Pemkot juga menghormati proses organisasi KONI dan tidak melakukan intervensi terhadap mekanisme pemilihan ketua. Pemerintah berharap KONI segera memiliki Ketua Umum definitif yang sah secara hukum sehingga proses administrasi hibah dan peminjaman aset dapat dilanjutkan dengan lebih jelas.
Menurut Tri Iman, Musorkotlub menjadi salah satu jalan tercepat untuk menyelesaikan persoalan tersebut. Setelah ketua definitif terpilih, perjanjian hibah dan peminjaman aset dapat dibuat kembali dengan pihak yang memiliki kewenangan.
“Kalau kami menyarankan yang paling cepat, kalau misalnya Musorkotlub itu seminggu lagi dilakukan, maka terpilih ketua definitif, diangkat, sudah langsung wae lakukan sudah,” katanya.
Di sisi lain, Pemkot Blitar menegaskan belum tersalurkannya anggaran KONI saat ini tidak berarti pembinaan olahraga dihentikan. Masing-masing cabang olahraga tetap menjalankan latihan dan pembinaan atlet melalui klub, sasana, maupun wadah pembinaan lainnya.

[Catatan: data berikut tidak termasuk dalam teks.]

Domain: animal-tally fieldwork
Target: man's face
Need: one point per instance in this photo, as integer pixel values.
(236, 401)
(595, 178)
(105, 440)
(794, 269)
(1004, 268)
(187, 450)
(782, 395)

Pemerintah juga tetap memberikan dukungan melalui berbagai program, termasuk uang pembinaan bagi atlet berprestasi, pelaksanaan Car Free Day setiap pekan untuk memasyarakatkan olahraga, serta penyelenggaraan berbagai event olahraga di Kota Blitar.
Tri Iman kembali menegaskan sikap Pemkot dalam merespons tuntutan KONI. Pemerintah tidak mempersoalkan pemberian hibah maupun peminjaman aset selama seluruh persyaratan dan legalitas pihak yang menandatangani telah terpenuhi.
“Tidak pernah menghalang-halangi dan tidak pernah intervensi. Hanya kami berpandangan bahwa ini harus karena proses administrasi negara tentang keuangan dan barang milik daerah, maka ini harus legal dan sah. Hanya itu saja,” tegasnya.
Dengan demikian, Pemkot Blitar tetap membuka dukungan terhadap KONI dan pembinaan olahraga, sembari memastikan penggunaan anggaran serta aset daerah memiliki dasar administrasi yang kuat. Pemerintah berharap kepastian Ketua KONI definitif segera terwujud sehingga dukungan tersebut dapat diteruskan melalui mekanisme yang tertib, sah, dan dapat dipertanggungjawabkan.